NHKの大河ドラマの影響もあって新選組が注目を集めている。新富町に住む昭和32年生れの伊藤成郎(いとう・せいろう)さんは、明治大学の学生時代から新選組の研究を続けてきた若手のホープ。そのためマスコミに多く登場するとともに著作も相次いで発刊している=写真。
昨年5月には河出書房新社から「新選組決定録」、10月にはKTC中央出版から「新選組は京都で何をしていたか」そして今年2月には再び河出書房新社から「新選組と出会った人びと」1年しない間に3冊もの本を著すとは、売れっ子の作家にとっても並大抵のことではない。その豊かな知識と発想には驚嘆せざるを得ない。
そればかりではない。朝日新聞社からは京都新選組を紹介する「誠へのガイドブック」を発刊。30頁の冊子で新選組を手際よく案内して好評。
さらにNHKの「ラジオ深夜便」という雑誌六6月号では2月19日に放送された伊東さんへのインタビューが再録されている。ラジオの深夜放送といえば、ひところは若者が夢中になったのものだが、今は高齢者に人気があるとかでこの雑読も意外に売れているのだという。
新選組は維新政府にとっては水戸や会津と同じ政敵として許されざる存在で、歴史の王道から消し去られてきた。
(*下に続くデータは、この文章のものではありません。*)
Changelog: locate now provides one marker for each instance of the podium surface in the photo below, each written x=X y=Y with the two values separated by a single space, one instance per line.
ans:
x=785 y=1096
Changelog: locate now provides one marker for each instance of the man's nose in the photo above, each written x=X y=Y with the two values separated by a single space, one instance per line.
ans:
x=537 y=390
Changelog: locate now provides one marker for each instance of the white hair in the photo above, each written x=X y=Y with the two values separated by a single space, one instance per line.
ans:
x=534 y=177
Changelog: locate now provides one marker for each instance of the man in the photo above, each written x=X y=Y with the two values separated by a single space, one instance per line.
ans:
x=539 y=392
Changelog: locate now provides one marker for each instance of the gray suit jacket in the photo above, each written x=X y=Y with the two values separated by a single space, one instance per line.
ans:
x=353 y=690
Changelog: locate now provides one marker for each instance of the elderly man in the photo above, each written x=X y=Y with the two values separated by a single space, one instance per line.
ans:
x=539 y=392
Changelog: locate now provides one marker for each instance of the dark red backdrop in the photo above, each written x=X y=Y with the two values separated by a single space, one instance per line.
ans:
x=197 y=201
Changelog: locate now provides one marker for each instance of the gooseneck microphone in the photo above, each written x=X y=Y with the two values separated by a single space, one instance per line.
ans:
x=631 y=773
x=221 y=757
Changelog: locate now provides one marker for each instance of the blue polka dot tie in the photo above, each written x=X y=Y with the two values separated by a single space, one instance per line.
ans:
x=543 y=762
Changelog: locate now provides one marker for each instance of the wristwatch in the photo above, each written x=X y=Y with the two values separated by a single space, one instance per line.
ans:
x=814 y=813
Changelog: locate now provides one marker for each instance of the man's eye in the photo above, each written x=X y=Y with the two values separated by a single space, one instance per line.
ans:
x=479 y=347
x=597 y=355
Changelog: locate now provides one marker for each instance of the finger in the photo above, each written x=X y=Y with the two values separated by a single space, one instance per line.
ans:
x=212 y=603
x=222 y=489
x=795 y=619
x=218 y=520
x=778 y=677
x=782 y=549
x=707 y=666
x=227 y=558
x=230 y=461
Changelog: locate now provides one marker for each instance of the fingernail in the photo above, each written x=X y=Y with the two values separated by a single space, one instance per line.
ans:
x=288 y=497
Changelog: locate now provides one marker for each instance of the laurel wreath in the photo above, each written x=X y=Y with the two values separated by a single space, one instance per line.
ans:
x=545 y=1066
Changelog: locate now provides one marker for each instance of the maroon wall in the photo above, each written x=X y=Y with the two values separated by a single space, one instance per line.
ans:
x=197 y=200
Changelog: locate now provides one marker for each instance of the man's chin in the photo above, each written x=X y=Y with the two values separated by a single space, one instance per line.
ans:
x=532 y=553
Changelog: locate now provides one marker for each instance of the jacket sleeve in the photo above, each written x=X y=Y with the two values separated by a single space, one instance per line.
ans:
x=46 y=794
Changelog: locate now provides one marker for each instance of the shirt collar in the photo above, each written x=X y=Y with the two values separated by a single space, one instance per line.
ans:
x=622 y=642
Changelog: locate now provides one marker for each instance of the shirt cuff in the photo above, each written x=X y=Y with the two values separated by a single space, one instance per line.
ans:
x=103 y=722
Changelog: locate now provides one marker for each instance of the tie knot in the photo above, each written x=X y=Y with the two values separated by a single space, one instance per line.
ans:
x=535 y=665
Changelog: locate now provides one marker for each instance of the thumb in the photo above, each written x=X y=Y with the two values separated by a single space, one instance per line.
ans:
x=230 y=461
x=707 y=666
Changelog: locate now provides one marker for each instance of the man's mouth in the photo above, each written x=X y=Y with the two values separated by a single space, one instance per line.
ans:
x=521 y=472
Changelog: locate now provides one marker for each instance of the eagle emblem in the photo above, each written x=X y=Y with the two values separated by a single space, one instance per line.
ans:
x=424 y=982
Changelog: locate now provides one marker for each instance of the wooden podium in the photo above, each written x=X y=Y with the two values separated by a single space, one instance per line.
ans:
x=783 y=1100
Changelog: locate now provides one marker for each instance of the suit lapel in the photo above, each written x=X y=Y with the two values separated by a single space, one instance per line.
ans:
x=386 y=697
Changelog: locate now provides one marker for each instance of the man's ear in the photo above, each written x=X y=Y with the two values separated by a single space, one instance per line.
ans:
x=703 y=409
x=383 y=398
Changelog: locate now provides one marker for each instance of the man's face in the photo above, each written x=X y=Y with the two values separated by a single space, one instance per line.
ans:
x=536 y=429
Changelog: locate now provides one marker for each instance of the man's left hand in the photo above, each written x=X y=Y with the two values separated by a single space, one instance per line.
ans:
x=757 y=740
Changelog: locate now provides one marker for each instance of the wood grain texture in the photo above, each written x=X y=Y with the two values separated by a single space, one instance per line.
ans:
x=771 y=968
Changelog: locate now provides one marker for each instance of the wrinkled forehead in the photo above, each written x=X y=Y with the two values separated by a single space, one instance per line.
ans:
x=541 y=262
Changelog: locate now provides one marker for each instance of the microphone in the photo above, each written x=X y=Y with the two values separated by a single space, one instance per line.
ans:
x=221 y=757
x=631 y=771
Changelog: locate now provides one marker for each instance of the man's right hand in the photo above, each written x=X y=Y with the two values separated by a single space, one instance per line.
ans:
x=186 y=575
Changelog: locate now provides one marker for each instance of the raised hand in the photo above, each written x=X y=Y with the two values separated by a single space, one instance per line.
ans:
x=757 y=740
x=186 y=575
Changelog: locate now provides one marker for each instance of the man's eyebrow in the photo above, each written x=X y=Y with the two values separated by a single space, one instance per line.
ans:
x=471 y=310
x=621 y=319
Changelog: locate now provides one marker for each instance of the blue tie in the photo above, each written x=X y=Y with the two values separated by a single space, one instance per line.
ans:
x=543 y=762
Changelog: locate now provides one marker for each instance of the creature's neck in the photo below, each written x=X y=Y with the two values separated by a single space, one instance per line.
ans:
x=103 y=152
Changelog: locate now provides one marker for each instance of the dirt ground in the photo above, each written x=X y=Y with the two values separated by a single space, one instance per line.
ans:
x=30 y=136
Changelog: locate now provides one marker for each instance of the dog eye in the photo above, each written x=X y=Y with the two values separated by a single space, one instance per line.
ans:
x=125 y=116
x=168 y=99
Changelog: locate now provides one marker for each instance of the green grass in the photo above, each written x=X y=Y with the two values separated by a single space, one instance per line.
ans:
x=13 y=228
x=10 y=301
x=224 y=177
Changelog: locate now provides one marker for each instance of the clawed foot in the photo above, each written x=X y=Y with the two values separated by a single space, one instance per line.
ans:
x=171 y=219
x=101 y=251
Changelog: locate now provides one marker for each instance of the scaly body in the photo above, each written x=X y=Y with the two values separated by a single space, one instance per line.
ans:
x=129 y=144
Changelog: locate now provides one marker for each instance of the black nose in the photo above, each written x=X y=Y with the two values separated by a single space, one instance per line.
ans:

それを子母沢寛というジャーナリスト出身の作家が新選組の生き遺りに会い聞き語りを公表して日本人の見る目を変えたといわれる。さらに司馬遼太郎らによって若き志士たちが生き返り、ブームをまきおこした。
強烈な存在であったが故に憎むべき悪役に見られたが、伊東さんは「しかし、新選組を幕末という過去の、そのまた隅っこの進行形の中で眺めると、私はその存在そのもののおもしろさや、事実のおもしろさにひかれるのです」とNHKのインタビューで話している。